By Marta Pelligrini, University of Cagliari, Italy
Educational programs consist of several features that together have an impact on student achievement, such as the use of small group activities, or the focus on vocabulary enhancement. What is difficult to know is which components are the ones that make the program work and determine the size of this effect. This information would be of great relevance for researchers and program developers to design effective interventions.
The What Works Clearinghouse has applied a new meta-analysis method, called Bayesian meta-analysis, with the aim of exploring to what extent program components explain the impact of interventions. To investigate the potential of this new method, WWC used a total of 29 studies on the effects of 25 early literacy interventions in K–3 on alphabetics. A pool of experts in early literacy developed a taxonomy describing the program components and coded the 29 studies accordingly. The WWC focused its analysis on 15 component domains (e.g., instructional practices to build comprehension skills).

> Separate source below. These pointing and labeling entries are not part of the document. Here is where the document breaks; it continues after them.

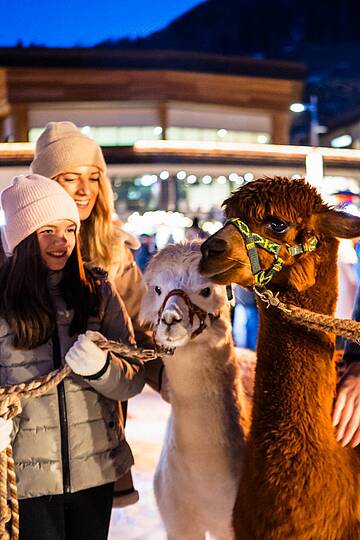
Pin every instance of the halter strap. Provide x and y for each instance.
(263, 277)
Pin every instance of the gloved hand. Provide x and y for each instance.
(85, 357)
(5, 432)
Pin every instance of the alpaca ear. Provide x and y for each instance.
(302, 274)
(338, 224)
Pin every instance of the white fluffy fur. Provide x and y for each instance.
(198, 473)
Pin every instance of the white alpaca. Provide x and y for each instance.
(198, 472)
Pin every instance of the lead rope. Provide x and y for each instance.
(10, 406)
(346, 328)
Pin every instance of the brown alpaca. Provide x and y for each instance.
(298, 482)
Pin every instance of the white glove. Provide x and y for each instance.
(5, 432)
(84, 357)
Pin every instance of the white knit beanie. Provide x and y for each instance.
(31, 202)
(62, 146)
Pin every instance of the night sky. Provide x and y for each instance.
(68, 23)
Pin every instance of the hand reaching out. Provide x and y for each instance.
(346, 414)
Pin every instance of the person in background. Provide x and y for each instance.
(68, 444)
(76, 162)
(195, 231)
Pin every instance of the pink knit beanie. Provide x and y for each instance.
(62, 146)
(31, 202)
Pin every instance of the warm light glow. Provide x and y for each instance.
(191, 179)
(297, 107)
(249, 150)
(181, 175)
(221, 132)
(341, 141)
(206, 179)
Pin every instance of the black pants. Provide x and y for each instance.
(84, 515)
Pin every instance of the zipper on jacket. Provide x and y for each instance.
(62, 415)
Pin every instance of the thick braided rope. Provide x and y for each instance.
(346, 328)
(10, 406)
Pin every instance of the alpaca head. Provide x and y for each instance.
(180, 304)
(289, 213)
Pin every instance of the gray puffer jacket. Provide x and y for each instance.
(69, 439)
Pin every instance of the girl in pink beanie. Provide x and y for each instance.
(76, 162)
(68, 444)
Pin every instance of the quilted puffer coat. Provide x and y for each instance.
(70, 438)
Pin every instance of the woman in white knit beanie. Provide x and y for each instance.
(76, 162)
(68, 446)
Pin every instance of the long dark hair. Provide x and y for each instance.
(25, 301)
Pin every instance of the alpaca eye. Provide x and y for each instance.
(205, 292)
(157, 290)
(278, 226)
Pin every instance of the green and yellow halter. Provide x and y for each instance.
(252, 240)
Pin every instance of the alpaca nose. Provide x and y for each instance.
(170, 318)
(213, 247)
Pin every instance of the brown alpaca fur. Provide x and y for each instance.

Overall, results showed that most of the multifaceted early literacy interventions (72%) have positive impacts on alphabetic outcomes. On the association between a specific component domain and intervention effects, results suggest that the use of ‘testing and screening’ (e.g., using formative assessment) and ‘student placement in groups based on assessments’ are the components with the larger impact, followed by ‘non-academic student supports’. Other domains, such as ‘educator support’ or ‘organizational structures’ were found to have a negative association. However, the analysis of component domains explained only 9% of the variation in the interventions’ effects. This means that 91% of the variation in effects is due to other components that were not considered: contextual factors, characteristics related to intervention implementation (e.g., duration), study quality, etc. The authors declared that the statistical approach used is exploratory and practitioners should read results with caution.

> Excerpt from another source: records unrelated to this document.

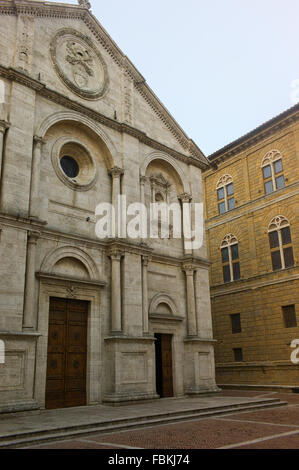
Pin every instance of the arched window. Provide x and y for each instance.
(280, 243)
(230, 258)
(225, 194)
(272, 171)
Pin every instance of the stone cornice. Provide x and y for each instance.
(58, 98)
(56, 10)
(257, 135)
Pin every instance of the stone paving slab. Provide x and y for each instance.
(288, 442)
(53, 419)
(204, 434)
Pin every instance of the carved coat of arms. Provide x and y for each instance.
(79, 63)
(82, 63)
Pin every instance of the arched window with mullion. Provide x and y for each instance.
(230, 258)
(280, 240)
(273, 171)
(225, 194)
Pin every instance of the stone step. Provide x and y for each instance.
(39, 436)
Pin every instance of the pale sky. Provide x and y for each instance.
(221, 67)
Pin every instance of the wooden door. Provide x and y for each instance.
(67, 353)
(164, 377)
(167, 365)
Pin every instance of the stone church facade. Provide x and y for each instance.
(252, 208)
(85, 320)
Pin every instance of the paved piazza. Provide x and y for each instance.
(276, 428)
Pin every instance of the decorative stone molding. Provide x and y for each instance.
(224, 180)
(116, 172)
(79, 64)
(185, 198)
(228, 240)
(84, 4)
(24, 48)
(271, 157)
(162, 298)
(54, 256)
(278, 222)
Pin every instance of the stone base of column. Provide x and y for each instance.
(29, 406)
(123, 399)
(130, 369)
(199, 366)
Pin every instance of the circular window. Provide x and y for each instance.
(69, 166)
(74, 164)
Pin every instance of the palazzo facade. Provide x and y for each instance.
(252, 208)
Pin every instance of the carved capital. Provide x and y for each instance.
(115, 254)
(143, 180)
(33, 236)
(3, 126)
(116, 172)
(146, 259)
(84, 4)
(189, 269)
(38, 141)
(185, 198)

From a methodological perspective, future research is needed after this first trial on the association between components and programs’ effects with the methods proposed by the WWC. The exploratory results provide insights for the use of Bayesian meta-analysis and taxonomies in coding intervention components. Understanding why programs work is relevant to designing and implementing effective interventions. Evaluating which components are associated with large impacts is, however, challenging. Future research has to account for other factors (e.g., unmeasured components, duration, implementer, etc.). Additionally, coding program components is not always easy because the primary studies do not provide all relevant data. Unreported components may affect accuracy of results.